Following his first Provençal foray (see lot 92) La Thangue spent increasing amounts of time in the region, eventually establishing a studio in the picturesque village of Bormes-les-Mimosas. Information about his activities, other than that found in his paintings is sparse. Often the precise locations in which he painted seem tantalizingly close although they remain unidentified. This is the case with A Provençal Forge, and many other village scenes of the 1920s.
At the time of his solo Leicester Galleries exhibition in 1914, La Thangue had produced an impressive body of Impressionist landscapes that Walter Sickert compared favourably with the work of Monet and Cezanne.1 These complemented the figure-pieces he submitted to the Royal Academy, one of which, Violets for Perfume, became his Diploma work in that year. It was only after the Great War that he began to enter and explore the hill and coastal settlements, painting a sequence of street scenes which often feature fountains and watering troughs in and around Bormes, Grasse and St Jeannet, and the fishing port of St Tropez. The local peasantry, renowned for its tolerance of artists, had, according to Ford Madox Ford, inherited a tradition that 'occupation with one art or other is a proper thing for sound men' and would maintain its distance.2
A Provençal Forge is among the first statements of this new theme and it is in some senses, the definitive example. The painter looks out from the foreground shade across a street, deserted but for the flock of hens, pecking their way out into the sunlight. Only a blacksmith observes the painter from the doorway of his forge on the far side of the square. On the right, parched trees shade his shop, while to the left is the basin of a public fountain. One of the focal points of these villages, fountains regularly reappear in his work - in Fountain in a Provençal Village, (circa 1920, unlocated) for instance - a canvas probably painted at the same time as the present picture, and possibly in the same location.

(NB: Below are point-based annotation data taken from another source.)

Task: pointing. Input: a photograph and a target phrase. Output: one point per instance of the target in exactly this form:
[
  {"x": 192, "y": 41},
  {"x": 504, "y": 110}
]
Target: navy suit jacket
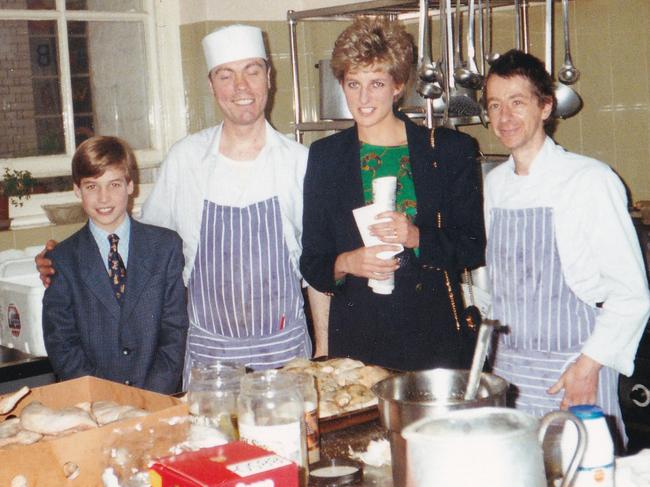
[
  {"x": 446, "y": 179},
  {"x": 87, "y": 332}
]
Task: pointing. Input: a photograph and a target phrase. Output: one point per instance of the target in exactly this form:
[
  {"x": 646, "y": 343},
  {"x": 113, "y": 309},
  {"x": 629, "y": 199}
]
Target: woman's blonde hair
[{"x": 374, "y": 40}]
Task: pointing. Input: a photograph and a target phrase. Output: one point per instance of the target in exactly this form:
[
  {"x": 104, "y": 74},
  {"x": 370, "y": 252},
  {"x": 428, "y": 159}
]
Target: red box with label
[{"x": 236, "y": 464}]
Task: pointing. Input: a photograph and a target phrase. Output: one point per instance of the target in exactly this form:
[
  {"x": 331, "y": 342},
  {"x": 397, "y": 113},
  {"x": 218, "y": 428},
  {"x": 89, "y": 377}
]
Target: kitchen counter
[{"x": 337, "y": 444}]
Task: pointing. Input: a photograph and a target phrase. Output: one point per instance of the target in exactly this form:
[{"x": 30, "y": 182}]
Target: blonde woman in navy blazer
[{"x": 414, "y": 327}]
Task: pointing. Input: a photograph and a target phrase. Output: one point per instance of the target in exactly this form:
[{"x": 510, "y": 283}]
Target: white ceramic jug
[{"x": 483, "y": 447}]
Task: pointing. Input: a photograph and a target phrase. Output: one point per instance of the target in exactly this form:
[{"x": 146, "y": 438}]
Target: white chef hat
[{"x": 233, "y": 43}]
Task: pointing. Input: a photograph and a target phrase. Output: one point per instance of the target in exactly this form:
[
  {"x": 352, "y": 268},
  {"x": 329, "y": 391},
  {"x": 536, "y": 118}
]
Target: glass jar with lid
[
  {"x": 271, "y": 415},
  {"x": 212, "y": 395}
]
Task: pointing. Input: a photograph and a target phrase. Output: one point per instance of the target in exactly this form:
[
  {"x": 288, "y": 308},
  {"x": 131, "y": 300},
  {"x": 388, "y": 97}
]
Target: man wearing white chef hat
[{"x": 234, "y": 194}]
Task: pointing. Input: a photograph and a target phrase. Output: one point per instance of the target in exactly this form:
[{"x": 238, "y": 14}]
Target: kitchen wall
[
  {"x": 610, "y": 45},
  {"x": 610, "y": 41}
]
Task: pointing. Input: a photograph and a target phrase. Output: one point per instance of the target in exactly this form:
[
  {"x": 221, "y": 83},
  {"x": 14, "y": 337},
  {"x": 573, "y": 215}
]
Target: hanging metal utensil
[
  {"x": 441, "y": 104},
  {"x": 524, "y": 24},
  {"x": 428, "y": 72},
  {"x": 469, "y": 77},
  {"x": 491, "y": 56},
  {"x": 481, "y": 39},
  {"x": 568, "y": 73},
  {"x": 517, "y": 26},
  {"x": 462, "y": 101},
  {"x": 568, "y": 101}
]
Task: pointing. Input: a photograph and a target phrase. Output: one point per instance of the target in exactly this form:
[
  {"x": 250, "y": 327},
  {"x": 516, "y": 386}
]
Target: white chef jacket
[
  {"x": 176, "y": 201},
  {"x": 596, "y": 241}
]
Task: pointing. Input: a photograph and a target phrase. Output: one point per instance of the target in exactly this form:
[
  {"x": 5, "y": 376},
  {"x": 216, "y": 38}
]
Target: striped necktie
[{"x": 116, "y": 268}]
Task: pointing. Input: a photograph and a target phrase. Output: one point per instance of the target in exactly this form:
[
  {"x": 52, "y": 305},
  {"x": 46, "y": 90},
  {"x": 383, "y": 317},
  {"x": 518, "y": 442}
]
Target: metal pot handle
[{"x": 547, "y": 420}]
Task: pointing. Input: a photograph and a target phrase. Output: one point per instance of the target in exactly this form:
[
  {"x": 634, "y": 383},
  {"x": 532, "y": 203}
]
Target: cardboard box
[
  {"x": 42, "y": 463},
  {"x": 231, "y": 465}
]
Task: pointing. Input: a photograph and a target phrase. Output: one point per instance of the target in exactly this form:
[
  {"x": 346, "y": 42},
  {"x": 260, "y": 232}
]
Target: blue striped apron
[
  {"x": 548, "y": 324},
  {"x": 245, "y": 303}
]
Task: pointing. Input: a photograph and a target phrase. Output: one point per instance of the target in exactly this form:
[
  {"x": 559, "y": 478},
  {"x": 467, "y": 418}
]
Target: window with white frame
[{"x": 70, "y": 69}]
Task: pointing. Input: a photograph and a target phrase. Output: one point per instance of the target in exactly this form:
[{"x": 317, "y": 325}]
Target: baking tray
[{"x": 347, "y": 419}]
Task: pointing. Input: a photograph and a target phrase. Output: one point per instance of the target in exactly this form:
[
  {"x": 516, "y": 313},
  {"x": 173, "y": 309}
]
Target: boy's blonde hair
[{"x": 96, "y": 154}]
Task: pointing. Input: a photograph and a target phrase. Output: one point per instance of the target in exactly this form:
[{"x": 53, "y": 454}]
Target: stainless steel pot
[
  {"x": 332, "y": 100},
  {"x": 411, "y": 396},
  {"x": 486, "y": 446}
]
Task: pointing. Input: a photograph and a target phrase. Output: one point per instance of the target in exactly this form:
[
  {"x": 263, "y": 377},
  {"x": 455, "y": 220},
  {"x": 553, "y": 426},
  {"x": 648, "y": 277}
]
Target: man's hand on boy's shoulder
[{"x": 44, "y": 265}]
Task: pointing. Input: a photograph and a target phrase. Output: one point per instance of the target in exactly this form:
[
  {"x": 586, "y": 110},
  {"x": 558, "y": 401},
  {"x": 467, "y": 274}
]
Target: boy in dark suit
[{"x": 116, "y": 307}]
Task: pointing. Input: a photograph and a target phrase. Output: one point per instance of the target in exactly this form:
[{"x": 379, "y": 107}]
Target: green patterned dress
[{"x": 378, "y": 161}]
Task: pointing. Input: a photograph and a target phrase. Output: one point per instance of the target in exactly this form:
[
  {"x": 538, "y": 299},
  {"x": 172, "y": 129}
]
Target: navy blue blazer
[
  {"x": 86, "y": 331},
  {"x": 446, "y": 179}
]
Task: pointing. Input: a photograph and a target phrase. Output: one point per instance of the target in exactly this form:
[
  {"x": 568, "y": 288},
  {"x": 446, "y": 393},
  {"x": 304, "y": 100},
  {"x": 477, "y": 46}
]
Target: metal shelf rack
[{"x": 396, "y": 9}]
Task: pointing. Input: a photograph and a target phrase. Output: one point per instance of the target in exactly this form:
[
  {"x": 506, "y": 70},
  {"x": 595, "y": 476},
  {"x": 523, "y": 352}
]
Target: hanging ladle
[
  {"x": 428, "y": 74},
  {"x": 478, "y": 360},
  {"x": 491, "y": 56},
  {"x": 568, "y": 101},
  {"x": 568, "y": 73},
  {"x": 469, "y": 77}
]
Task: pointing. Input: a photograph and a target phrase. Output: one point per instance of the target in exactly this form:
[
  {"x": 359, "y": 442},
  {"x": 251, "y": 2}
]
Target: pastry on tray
[{"x": 343, "y": 383}]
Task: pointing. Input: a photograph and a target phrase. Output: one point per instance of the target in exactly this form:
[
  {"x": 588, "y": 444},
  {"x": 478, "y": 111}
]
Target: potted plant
[{"x": 16, "y": 186}]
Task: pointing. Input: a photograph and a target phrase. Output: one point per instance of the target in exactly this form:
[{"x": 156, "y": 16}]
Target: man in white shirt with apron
[
  {"x": 564, "y": 262},
  {"x": 234, "y": 194}
]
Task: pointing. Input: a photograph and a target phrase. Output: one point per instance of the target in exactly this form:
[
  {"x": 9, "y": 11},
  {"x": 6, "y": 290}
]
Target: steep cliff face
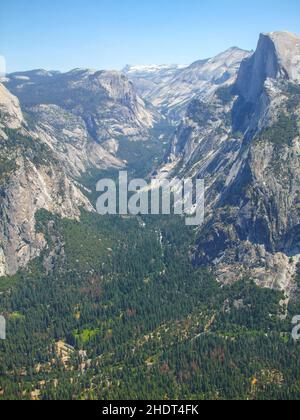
[
  {"x": 198, "y": 81},
  {"x": 151, "y": 78},
  {"x": 105, "y": 100},
  {"x": 245, "y": 143},
  {"x": 39, "y": 164},
  {"x": 10, "y": 112}
]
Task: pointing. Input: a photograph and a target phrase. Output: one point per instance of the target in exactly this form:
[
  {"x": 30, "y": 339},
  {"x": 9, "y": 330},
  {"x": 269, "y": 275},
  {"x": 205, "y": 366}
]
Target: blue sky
[{"x": 64, "y": 34}]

In the later 1920s La Thangue would seek out situations of this kind - exhibiting A Provencal Fountain, in 1922 (Manchester City Art Galleries) and producing the treeless A Village Fountain, c. 1925 (Te Puna O Waiwhetu, Christchurch Art Gallery, New Zealand) shortly thereafter.

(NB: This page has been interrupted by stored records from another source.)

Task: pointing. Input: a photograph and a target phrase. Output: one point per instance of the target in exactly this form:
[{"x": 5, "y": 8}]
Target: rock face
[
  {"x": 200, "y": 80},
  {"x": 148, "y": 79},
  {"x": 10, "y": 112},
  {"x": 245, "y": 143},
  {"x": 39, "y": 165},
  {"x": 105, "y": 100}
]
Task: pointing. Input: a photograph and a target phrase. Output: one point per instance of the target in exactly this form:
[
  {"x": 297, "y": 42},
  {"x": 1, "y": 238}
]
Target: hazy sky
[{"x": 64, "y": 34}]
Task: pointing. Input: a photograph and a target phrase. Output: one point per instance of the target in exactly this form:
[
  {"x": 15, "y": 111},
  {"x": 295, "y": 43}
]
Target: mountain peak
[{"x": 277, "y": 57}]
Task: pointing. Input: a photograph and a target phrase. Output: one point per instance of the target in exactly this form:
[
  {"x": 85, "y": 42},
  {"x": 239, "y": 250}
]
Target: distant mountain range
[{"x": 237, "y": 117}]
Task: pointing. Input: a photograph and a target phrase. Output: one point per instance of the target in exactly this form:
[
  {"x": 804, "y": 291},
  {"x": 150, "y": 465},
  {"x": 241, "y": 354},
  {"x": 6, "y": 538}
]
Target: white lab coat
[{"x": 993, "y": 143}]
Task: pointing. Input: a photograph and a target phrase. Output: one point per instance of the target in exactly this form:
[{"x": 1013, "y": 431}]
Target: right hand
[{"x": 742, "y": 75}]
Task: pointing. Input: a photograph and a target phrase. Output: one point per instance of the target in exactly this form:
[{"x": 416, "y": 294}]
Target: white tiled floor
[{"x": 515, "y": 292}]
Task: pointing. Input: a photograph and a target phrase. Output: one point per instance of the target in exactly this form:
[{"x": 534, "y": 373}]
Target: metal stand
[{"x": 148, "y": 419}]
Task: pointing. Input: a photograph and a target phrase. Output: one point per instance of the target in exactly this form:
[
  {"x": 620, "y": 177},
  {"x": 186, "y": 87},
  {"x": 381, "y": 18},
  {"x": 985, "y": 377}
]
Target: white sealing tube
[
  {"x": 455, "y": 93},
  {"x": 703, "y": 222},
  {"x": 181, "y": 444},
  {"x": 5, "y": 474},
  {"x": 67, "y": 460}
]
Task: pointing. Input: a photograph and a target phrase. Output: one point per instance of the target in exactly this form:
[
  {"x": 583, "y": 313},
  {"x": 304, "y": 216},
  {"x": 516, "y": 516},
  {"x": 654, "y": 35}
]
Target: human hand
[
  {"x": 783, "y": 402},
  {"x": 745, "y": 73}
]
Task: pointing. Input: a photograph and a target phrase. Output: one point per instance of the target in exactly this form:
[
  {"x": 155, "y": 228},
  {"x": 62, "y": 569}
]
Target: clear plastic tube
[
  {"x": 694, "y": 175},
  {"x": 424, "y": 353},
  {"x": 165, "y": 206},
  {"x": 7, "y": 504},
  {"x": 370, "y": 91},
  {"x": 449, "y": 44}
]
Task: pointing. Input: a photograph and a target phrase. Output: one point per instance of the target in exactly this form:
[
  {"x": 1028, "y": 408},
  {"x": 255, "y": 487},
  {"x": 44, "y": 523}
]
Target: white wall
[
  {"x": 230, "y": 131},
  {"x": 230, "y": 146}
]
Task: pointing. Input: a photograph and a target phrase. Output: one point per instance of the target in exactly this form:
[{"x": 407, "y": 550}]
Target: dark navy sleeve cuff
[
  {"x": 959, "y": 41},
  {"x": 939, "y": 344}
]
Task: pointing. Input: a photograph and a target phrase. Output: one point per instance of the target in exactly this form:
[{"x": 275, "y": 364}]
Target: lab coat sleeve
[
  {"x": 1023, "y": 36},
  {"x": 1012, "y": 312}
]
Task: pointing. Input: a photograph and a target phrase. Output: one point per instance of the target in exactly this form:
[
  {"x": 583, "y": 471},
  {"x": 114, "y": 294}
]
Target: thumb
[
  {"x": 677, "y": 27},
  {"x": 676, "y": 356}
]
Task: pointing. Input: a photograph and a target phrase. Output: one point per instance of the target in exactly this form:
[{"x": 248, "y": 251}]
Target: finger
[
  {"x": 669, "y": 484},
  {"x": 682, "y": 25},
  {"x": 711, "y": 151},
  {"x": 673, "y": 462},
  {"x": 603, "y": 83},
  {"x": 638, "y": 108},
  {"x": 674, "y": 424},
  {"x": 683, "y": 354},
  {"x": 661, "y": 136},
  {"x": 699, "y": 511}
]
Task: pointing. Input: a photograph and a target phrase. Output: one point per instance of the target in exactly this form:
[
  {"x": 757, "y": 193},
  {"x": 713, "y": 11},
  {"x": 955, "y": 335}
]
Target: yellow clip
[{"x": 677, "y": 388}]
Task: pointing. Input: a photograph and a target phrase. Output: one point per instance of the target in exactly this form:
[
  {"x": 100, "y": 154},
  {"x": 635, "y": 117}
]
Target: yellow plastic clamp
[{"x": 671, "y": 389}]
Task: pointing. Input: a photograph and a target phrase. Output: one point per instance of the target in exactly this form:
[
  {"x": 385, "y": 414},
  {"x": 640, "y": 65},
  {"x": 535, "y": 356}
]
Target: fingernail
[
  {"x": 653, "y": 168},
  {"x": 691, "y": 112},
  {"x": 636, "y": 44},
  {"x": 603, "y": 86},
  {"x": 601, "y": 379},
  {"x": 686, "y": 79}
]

In all, the human presence does not intrude; the streets are deserted save for a woman filling her jar. In a secular age, the village fountain was equivalent to a wayside shrine. Other treatments of the theme followed, but few are so satisfying as A Provençal Forge. Few painters could take this humble setting in strong afternoon sunshine, and by scattering it with errant hens, transform it into an epiphany.